Normally, a p-value indicates a statistical significance that an observation deviates from an underlying null model, with very small p-values being very significant. p-values close to 1 correspond to a (boring) expected behavior according to the null-model

under null expectation, a series of p-values should follow a uniform distribution on (0,1). the distribution in the panel does not-- there is a clear enrichment for small and large values. The figure is a way of communicating that clearly (and effectively, in my opinion). The authors could equally have tested two hypotheses (speedup vs. slowdown) and the large p-values would have become small ones in the opposite test (and vice versa).

Does anyone know which program might have been used to produce the second graph?

R

Question:

you write:

"in other words, selection acts on

1) the DNA that turns on and off genes, and
2) the proteins that enact the turning on/off of these signals (transcription factors). "

isn't this redundant, since the DNA (i.e. 1) can't turn genes on or off without coding for the proteins (i.e. 2)

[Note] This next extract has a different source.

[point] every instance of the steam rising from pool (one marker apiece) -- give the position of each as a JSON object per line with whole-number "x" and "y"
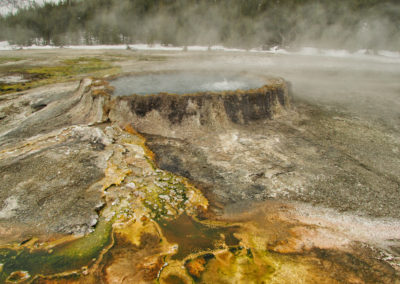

p-ter thanks for that. I reread that section and this is what the authors write:

For each CNC, we calculated [Shared Rates Test; SRT]i for each of the seven branches of the mammalian tree to identify CNCs that have experienced a speed-up or slow-down on a particular branch. Figure 4A shows the histogram of p-values on the mouse lineage (SRTm) for the mammalian CNCs. The p-values are defined as P( SRTi > srti ) where srti is the observed value. Hence, p-values near 0 indicate increased rates, and near 1 indicate decreased rates. The histogram is flat for intermediate p-values with peaks at both ends, suggesting that most CNCs fit the null distribution of SRTm, but with a substantial number of outliers.

If anyone out there has a plain word explanation of what these statistics mean, please leave a comment or a link.

Raj,

Genes get turned on when the right transcription factors bind to the right DNA elements found upstream (or downstream) of the gene of interest. All I am saying is that to affect gene transcription (i.e. turning on or off genes) you can modify the DNA element (point 1) or the transcription factor (point 2). What the ENCODE project found was that about half of the conserved elements in the mammalian genome consist of DNA elements whose only role is to bind to transcription factors and regulate gene expression. Many would agree that the gradual change of these DNA elements is the prime force in directing vertebrate evolution.

the shared rates test is a statistic invented by the authors-- essentially, you can fit a single rate of sequence change across the entire phylogeny to a given region, then fit a model where there are two parameters-- an overall rate, plus a lineage specific rate (ie. a mouse-specific or human specific rate), and test the probability that the lineage-specific rate is slower than the overall rate.

If the lineage-specific rate is much slower, the probability will go to 1, while if the lineage-specific rate is much faster, the probability will go to zero. Again, if they had chosen to test whether the lineage-specific rate were faster than the overall rate, that would be reversed.